What to Watch in European Credit Markets This Week
(Bloomberg) -- Good morning. Here’s what we will be watching this week:
Brexit endgame grinds on
The drama playing out at Westminster will likely shape market tone this week. Today, Theresa May is due to defend her Brexit deal in front of business. More cabinet resignations could signal further weakness, and there remains the possibility of a no confidence vote. U.K. banks in particular took a hit last week as rumors swirled. Such uncertainty is likely to weigh against risk taking in the markets, and constrain the flow of bond sales.
Christmas is coming
Euro credit has generally shrugged off Brexit turbulence so far, but with five weeks to go before the festive period and Thanksgiving due to curb issuance this week, some borrowers may choose to pull up the shutters for the rest of the year. Economic data this week, which includes closely-watched purchasing managers’ indexes on Friday, will be monitored closely. Respondents to our weekly issuance survey suggest volumes are unlikely to exceed 20 billion euros ($22.9 billion).

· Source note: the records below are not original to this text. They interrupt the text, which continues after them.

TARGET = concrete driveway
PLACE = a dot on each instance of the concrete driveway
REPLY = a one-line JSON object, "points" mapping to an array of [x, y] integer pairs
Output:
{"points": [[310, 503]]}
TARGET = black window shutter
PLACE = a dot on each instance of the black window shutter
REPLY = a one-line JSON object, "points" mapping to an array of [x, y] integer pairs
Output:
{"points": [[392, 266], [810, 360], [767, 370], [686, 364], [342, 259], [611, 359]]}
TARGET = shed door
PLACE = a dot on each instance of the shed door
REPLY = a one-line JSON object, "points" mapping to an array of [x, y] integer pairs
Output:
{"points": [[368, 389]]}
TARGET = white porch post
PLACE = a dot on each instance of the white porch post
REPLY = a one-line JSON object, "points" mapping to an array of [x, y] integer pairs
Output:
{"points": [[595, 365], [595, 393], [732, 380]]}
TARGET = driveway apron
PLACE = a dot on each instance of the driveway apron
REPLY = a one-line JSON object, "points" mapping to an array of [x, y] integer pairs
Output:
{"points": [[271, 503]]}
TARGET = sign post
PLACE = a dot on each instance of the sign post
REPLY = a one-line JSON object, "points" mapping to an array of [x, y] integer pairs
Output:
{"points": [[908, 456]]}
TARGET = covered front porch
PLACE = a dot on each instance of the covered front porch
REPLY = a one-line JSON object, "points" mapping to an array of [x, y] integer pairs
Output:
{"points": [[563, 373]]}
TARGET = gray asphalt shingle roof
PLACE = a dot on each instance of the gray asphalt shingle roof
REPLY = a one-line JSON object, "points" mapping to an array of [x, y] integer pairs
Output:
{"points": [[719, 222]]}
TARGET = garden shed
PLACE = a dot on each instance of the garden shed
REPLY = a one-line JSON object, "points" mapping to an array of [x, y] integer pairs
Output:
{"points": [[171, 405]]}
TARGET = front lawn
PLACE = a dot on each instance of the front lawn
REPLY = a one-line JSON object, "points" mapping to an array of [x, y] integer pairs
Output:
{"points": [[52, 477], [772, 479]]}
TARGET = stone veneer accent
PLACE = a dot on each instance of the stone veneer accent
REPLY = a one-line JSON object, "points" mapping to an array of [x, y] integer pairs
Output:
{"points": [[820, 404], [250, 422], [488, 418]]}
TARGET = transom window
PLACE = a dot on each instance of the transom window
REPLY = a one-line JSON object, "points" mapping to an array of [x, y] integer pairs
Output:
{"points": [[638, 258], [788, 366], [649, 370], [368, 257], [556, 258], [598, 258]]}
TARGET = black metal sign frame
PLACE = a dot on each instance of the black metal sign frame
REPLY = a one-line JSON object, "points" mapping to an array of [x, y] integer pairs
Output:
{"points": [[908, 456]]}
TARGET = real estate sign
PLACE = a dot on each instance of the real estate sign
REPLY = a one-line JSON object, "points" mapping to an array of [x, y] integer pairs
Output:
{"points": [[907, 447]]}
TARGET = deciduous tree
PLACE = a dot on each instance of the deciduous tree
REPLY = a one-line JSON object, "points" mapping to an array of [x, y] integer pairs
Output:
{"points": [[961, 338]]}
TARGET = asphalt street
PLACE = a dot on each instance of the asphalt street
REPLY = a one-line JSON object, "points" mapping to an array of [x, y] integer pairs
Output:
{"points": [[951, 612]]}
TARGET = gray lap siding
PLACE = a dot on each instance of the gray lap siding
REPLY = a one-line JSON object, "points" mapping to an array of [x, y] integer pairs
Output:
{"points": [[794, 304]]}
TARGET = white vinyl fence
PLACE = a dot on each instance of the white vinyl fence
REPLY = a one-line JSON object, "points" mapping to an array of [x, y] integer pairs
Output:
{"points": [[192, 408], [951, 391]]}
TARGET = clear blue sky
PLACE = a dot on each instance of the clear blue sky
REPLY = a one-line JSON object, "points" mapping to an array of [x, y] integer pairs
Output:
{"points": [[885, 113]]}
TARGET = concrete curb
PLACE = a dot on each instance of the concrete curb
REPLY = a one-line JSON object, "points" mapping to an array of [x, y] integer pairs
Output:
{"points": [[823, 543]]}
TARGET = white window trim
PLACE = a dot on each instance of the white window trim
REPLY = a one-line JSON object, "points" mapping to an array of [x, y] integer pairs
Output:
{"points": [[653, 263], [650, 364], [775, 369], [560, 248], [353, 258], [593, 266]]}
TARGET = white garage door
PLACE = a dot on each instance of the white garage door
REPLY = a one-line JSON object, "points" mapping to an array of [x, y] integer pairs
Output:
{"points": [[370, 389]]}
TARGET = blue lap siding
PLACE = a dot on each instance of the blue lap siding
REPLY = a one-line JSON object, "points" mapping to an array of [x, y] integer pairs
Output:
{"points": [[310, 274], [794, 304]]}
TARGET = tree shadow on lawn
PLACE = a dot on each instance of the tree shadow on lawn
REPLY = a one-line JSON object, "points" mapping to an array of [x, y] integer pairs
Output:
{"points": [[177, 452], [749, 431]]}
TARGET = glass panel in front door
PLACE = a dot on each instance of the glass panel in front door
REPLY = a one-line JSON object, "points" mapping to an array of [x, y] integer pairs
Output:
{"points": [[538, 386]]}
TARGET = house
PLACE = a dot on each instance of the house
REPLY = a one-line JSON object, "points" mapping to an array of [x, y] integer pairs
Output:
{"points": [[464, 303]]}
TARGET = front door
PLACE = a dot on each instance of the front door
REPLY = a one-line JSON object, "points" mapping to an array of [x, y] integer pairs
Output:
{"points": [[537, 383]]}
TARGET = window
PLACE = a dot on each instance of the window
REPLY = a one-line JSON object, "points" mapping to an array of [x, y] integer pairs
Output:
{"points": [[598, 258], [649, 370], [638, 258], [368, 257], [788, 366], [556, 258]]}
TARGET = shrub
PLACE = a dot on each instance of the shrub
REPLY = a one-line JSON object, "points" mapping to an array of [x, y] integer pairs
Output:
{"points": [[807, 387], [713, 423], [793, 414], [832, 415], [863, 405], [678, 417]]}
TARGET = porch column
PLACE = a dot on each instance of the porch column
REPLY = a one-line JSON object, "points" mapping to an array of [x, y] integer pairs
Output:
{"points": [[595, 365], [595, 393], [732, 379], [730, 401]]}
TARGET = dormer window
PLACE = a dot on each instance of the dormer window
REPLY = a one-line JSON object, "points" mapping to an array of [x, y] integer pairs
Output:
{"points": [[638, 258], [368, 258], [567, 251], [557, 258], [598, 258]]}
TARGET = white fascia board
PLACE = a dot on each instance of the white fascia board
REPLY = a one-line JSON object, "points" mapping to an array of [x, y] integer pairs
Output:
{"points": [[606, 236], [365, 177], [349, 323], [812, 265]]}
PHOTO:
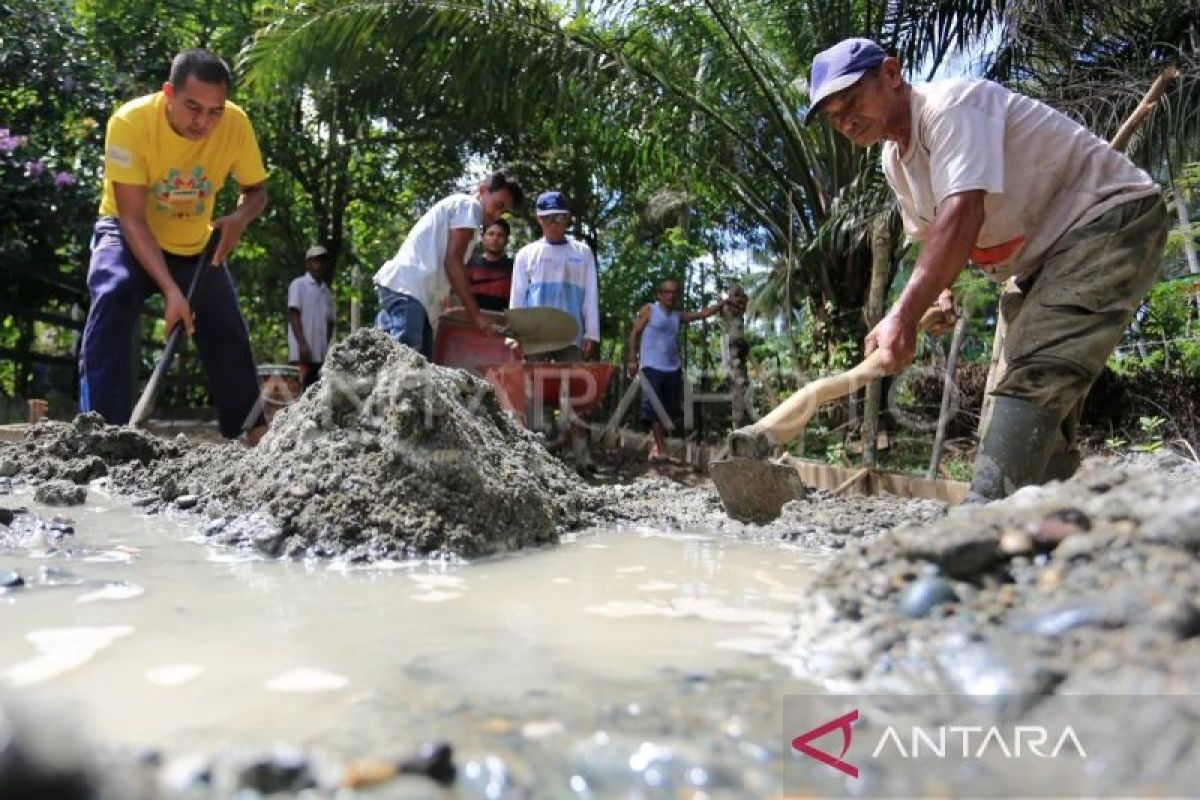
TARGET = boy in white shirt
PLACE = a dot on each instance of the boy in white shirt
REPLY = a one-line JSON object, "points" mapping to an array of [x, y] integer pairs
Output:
{"points": [[559, 272], [1023, 191]]}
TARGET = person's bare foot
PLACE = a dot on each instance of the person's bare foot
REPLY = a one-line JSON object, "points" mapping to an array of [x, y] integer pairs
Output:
{"points": [[255, 434]]}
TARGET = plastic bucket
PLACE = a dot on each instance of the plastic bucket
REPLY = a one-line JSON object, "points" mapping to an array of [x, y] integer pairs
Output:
{"points": [[280, 385]]}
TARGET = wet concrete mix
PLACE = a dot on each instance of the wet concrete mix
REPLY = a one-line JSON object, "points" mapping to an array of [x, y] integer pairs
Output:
{"points": [[387, 457], [1077, 588]]}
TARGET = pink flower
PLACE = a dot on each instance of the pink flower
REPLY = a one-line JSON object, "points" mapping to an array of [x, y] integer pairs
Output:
{"points": [[9, 143]]}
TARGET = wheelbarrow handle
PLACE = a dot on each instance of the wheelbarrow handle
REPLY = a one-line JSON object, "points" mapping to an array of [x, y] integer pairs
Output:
{"points": [[144, 408], [791, 416]]}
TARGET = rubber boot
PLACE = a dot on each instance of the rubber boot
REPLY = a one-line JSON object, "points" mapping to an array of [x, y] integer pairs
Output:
{"points": [[1015, 449], [1061, 465]]}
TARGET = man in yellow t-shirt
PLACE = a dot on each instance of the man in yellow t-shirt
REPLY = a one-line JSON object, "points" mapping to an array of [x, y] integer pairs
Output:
{"points": [[166, 157]]}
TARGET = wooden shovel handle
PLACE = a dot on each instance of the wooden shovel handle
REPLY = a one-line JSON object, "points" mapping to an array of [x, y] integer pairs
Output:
{"points": [[790, 417]]}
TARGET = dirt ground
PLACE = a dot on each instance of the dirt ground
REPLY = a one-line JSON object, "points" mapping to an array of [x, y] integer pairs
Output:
{"points": [[1087, 587]]}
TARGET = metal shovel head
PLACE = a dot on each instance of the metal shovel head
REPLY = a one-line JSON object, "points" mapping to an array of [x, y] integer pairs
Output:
{"points": [[541, 329], [755, 491]]}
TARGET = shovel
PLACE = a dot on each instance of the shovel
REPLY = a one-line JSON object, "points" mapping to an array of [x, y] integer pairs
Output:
{"points": [[754, 488], [144, 408], [541, 329]]}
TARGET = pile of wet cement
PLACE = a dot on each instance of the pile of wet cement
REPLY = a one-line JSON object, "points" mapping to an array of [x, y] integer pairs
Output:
{"points": [[1089, 585], [388, 456], [819, 519]]}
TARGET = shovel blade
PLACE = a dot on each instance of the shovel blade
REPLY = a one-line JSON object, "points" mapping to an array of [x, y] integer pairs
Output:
{"points": [[755, 491]]}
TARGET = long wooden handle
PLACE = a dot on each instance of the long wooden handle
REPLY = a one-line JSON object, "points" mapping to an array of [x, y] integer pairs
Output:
{"points": [[1145, 108], [790, 417]]}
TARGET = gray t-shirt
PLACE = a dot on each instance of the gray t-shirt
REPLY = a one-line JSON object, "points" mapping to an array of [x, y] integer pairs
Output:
{"points": [[418, 269], [1044, 173]]}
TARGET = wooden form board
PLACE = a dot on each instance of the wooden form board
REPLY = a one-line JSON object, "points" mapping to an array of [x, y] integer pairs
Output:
{"points": [[874, 481]]}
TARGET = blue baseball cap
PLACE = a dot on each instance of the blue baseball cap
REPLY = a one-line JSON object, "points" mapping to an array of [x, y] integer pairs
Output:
{"points": [[840, 67], [551, 203]]}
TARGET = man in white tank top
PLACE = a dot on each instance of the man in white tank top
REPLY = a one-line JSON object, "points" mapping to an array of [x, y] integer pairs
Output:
{"points": [[1023, 191]]}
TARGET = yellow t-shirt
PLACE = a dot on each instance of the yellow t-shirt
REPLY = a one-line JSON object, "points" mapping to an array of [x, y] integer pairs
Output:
{"points": [[181, 176]]}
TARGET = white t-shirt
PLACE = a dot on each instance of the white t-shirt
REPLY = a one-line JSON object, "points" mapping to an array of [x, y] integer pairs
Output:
{"points": [[418, 269], [1044, 173], [561, 275], [315, 302]]}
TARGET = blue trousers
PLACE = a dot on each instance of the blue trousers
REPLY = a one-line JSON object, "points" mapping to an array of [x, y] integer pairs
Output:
{"points": [[119, 287], [403, 318]]}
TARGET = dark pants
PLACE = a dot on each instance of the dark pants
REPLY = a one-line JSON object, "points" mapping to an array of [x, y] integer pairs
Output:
{"points": [[665, 386], [402, 317], [119, 287]]}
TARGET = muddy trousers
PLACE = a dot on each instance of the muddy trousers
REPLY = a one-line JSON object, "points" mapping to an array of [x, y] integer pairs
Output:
{"points": [[119, 288], [1063, 323]]}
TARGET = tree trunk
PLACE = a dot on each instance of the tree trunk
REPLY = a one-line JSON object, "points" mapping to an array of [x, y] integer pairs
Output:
{"points": [[943, 419], [876, 295], [1189, 248]]}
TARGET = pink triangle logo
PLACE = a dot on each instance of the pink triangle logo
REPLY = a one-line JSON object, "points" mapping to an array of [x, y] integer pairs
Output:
{"points": [[840, 723]]}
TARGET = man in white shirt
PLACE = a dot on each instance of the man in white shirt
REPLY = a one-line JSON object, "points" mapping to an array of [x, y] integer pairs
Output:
{"points": [[311, 316], [1023, 191], [559, 272], [414, 283]]}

... but jumbo is still where it’s at
U.S. surgical equipment maker Stryker Corp may be in the market with a significant-sized bond sale this week, just days after Takeda Pharmaceutical Co Ltd and Volkswagen International Finance NV became two of the year’s biggest issuers, though at a price. If the deal goes ahead it will follow a spate of euro-denominated sales by U.S.-based borrowers: October was the first month since July in which so-called ‘reverse Yankees’ racked up more than 5 billion euros of borrowing. The other obvious prospect for this week is a sustainability bond from Co-Operative Group Ltd.
Earnings season for Europe’s high-yield issuers helped generate some negative surprises, leading to a string of sudden drops in bond prices. A sense of fragility and nervousness across the European and U.S. credit markets seems to be triggering these crashes. Investors are selling out of names fast if they suspect worse is to come. Vallourec SA bond prices dropped on Friday, and today it seems PizzaExpress Ltd bonds are in focus.